The P4 is an unarmoured off-road vehicle used by the military of France. It was manufactured by Peugeot but is now manufactured by Panhard. It is to be replaced with the PVP by Panhard. The P4 is a derivative of the Mercedes Geländewagen military version built under license by Peugeot for the French military. Peugeot did not have a licence to export the vehicle anywhere else than to the countries bound to France by defence agreements.

== History ==
In the late 1960s, the French army decided that its 10,001 Jeeps needed to be replaced. The replacement vehicle would carry four men with radio equipment and would be small enough to be parachuted and transported by plane.

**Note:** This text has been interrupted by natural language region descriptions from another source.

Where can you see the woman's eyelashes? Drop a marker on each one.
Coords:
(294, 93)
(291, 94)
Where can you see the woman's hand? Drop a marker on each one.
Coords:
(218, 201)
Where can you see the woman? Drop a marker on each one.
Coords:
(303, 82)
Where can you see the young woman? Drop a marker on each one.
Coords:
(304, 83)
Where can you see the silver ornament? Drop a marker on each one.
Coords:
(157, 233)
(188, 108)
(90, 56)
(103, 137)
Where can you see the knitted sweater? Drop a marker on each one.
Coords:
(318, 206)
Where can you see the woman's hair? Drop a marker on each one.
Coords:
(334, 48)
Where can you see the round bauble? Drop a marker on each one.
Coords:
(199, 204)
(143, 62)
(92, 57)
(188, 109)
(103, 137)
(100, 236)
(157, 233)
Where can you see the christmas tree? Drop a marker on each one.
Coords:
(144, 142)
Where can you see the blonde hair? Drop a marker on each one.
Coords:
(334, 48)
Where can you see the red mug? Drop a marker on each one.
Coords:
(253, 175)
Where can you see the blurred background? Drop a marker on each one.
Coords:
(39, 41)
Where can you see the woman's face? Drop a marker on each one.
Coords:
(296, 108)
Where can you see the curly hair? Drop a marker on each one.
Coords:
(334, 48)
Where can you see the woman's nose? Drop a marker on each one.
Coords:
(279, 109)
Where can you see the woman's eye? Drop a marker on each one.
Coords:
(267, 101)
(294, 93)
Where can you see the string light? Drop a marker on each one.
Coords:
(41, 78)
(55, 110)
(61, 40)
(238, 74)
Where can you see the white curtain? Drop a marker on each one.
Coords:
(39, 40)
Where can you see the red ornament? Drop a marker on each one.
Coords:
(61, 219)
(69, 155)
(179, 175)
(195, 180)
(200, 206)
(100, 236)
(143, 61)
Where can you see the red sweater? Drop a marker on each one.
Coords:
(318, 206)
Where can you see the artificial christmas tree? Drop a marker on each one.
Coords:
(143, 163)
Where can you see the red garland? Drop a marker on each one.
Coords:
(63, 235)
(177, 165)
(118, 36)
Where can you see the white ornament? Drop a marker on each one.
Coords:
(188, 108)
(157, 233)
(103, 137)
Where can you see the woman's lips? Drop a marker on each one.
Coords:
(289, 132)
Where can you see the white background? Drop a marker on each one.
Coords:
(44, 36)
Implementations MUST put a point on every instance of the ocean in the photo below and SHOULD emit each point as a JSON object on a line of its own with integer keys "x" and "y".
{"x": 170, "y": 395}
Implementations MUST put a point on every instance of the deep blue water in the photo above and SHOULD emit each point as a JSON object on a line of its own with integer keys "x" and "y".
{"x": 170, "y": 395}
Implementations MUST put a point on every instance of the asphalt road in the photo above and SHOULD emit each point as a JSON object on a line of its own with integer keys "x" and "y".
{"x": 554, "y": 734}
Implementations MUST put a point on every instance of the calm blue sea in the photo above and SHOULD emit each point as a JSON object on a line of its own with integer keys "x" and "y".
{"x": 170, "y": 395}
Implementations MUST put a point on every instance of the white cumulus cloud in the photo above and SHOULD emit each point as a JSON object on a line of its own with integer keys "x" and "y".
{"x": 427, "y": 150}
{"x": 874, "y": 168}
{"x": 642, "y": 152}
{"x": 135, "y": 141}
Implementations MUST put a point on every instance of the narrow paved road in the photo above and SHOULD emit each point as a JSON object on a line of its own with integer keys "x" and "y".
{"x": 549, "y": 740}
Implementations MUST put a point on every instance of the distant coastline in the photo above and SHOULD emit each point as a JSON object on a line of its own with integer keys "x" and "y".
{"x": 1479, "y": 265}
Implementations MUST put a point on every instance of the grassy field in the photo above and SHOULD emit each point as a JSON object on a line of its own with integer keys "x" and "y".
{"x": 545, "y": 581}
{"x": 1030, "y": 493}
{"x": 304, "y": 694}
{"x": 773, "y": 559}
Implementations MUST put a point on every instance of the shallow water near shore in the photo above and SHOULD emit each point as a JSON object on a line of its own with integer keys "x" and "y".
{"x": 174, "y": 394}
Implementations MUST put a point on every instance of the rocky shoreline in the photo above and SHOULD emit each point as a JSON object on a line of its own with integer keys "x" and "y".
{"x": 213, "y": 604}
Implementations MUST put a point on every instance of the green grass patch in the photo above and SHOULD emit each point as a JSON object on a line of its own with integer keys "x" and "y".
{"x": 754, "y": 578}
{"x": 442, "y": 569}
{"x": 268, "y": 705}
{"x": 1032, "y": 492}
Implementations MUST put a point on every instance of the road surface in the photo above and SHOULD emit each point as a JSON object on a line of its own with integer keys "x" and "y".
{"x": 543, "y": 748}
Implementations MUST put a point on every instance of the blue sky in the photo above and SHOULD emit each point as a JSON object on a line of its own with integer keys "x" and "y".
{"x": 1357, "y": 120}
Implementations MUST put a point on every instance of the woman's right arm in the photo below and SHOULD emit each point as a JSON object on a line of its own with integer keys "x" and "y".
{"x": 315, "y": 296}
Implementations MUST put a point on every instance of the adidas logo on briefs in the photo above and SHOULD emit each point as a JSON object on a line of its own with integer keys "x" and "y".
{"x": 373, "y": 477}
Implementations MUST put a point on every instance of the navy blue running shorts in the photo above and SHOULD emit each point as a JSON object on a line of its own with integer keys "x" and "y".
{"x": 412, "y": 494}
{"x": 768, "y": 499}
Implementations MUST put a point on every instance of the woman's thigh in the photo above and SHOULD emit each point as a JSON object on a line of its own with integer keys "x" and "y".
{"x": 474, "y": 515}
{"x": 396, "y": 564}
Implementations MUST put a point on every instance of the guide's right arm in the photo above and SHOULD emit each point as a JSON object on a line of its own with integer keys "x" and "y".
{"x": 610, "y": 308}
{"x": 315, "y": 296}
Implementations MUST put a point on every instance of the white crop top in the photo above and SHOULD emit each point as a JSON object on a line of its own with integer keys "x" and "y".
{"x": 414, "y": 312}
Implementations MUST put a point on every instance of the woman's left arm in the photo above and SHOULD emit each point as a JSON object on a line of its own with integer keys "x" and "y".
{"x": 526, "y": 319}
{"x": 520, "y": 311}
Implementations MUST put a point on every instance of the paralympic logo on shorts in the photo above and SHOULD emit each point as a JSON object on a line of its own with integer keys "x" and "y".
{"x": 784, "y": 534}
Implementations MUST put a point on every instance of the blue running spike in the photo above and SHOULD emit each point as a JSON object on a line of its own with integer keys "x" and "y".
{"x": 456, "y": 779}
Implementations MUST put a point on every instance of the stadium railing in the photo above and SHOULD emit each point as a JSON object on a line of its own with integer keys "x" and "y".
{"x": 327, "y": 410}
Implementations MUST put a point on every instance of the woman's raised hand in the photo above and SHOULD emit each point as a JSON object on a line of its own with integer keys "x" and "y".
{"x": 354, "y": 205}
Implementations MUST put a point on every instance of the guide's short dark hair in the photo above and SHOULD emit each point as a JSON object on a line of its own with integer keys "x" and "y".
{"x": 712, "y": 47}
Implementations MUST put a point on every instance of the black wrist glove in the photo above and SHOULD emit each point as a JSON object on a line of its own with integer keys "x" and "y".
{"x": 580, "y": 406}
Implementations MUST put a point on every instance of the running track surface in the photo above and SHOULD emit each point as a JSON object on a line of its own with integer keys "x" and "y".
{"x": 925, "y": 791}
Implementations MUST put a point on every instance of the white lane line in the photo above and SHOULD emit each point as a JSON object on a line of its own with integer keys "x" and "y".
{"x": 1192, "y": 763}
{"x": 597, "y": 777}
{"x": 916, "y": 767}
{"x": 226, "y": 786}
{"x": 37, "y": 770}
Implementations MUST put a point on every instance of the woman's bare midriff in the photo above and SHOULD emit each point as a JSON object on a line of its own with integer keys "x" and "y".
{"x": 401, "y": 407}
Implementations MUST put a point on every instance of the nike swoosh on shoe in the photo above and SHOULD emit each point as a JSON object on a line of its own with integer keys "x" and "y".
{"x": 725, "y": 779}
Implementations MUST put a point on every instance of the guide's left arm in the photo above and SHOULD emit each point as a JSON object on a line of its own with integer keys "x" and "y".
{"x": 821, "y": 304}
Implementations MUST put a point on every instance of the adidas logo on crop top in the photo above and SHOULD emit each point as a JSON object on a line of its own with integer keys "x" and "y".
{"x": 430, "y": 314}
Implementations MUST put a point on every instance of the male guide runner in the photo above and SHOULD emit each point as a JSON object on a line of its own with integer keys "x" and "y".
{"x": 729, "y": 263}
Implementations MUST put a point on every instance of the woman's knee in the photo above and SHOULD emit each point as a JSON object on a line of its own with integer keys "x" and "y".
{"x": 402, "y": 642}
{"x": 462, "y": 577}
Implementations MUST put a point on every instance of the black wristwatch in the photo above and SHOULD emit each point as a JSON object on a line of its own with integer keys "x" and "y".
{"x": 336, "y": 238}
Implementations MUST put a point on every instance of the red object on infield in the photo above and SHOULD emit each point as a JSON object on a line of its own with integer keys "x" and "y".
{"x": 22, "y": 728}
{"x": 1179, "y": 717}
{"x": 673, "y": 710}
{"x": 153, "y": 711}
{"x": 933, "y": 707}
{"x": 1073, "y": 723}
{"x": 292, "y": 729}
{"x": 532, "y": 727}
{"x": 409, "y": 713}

After many technical issues, the new vehicle was designed in the 1970s. Agreement was reached between Peugeot and Mercedes to co-produce the vehicle on a 50:50 basis. Peugeot installed the engine of the Peugeot 504 and the transmission of the Peugeot 604 on the Mercedes-Benz G-Class; it also installed the electrical systems, welded the exterior and painted the car. The rest was done by Mercedes. The plant in Sochaux did the final assembly. The first prototype was tested in 1978, beginning a long series of tests and trials, notably a rally in south Algeria with a petrol and a diesel P4.

The French Army ordered 15,000 P4s, both petrol and diesel versions; in 1981, the order was reduced to 13,500 units with the downsizing of the Army. From 1985, production was transferred to Panhard in Marolles-en-Hurepoix, where 6,000 vehicles were produced. In 2016, P4s were donated to the Cameroonian military for its special forces units.

A civilian version was made, but encountered little success because of the high price and a poor power-to-weight ratio.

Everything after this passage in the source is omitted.